Politweet.org pointed out in its report yesterday on the #Merdeka55 hashtag movement that despite Putrajaya’s claim that Malaysians had breached the 3.6 million tweet mark in just one hour on August 31, no other third-party authority has since verified this declaration as true.
“So assuming the figure is true, it is possible that the 3.6 million tweets are a world record,” the research house wrote in its report.
“However to date, Twitter has made no announcement on their blog about #Merdeka55. There is also no mention of the #Merdeka55 record online by other tracking websites,” it pointed out.
“Without a third party to verify the data, the 3.6 million tweets figure is doubtful,” Politweet said.Information, Communication and Culture Minister Datuk Seri Dr Rais Yatim had declared on August 31, Malaysia’s 55th National Day last week, that some 3,611,323 tweets were recorded between 8.15pm and 9.15pm nationwide to Prime Minister Datuk Seri Najib Razak’s account, @NajibRazak, containing various independence-themed messages, during the “Janji Ditepati (Promises Fulfilled)” gathering at Stadium Bukit Jalil.
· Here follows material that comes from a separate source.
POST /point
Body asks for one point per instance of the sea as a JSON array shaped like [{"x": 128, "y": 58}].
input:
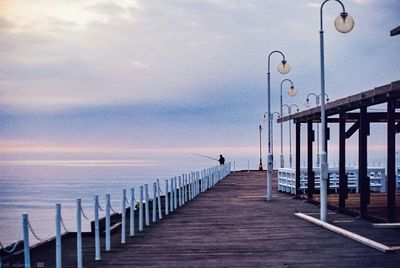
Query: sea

But Rais’ record-beating claim was immediately met with disbelief by Malaysian Twitter users, many of whom have accused the organisers of rigging the contest by using “bots” to generate false publicity.
“Bots doing retweeting 4 thousand times, then u proud of hvg mils of tweets?” Twitter user @Amir_Shari had written earlier this week, referring to computer programs designed to send out automated responses on the service.
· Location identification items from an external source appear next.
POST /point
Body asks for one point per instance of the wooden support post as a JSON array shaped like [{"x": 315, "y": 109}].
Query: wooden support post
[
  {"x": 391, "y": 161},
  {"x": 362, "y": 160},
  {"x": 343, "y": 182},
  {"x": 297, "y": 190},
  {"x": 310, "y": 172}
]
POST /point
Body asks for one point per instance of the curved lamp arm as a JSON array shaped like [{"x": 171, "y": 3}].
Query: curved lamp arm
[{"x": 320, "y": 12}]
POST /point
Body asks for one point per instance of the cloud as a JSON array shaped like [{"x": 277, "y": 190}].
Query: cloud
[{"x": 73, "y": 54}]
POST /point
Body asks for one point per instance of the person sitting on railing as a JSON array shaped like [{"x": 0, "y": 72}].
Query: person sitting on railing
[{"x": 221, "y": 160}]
Another user, Cyril Dason, tweeted on his account @cyrildason that “#merdeka55 stats online: 1,500 tweets generated 493,610 impressions, reaching an audience of 185,482 followers within the past 24 hours”, in an apparent rebuttal of the federal government’s record-setting claim.
Fuelling these users’ claims in its report yesterday, Politweet said it had begun tracking mentions of #Merdeka55 on Twitter from August 28, the moment Rais had announced Putrajaya’s aim to hit a one million-tweet mark for tweets sent within an hour from 8.15pm to 9.15pm on August 31.
But during the targeted hour, Politweet said it had observed an “odd pattern” during the live stream — “large blocks of identical tweets were being sent at the same time”.
“Further investigation revealed that a small group of users were responsible for a large volume of tweets.
“These users had similar characteristics, e.g. account creation date, profile photos, location and follower/following relationships. All of their duplicate tweets were sent using Tweetdeck,” Politweet wrote, calling these duplicate tweets as “clones”.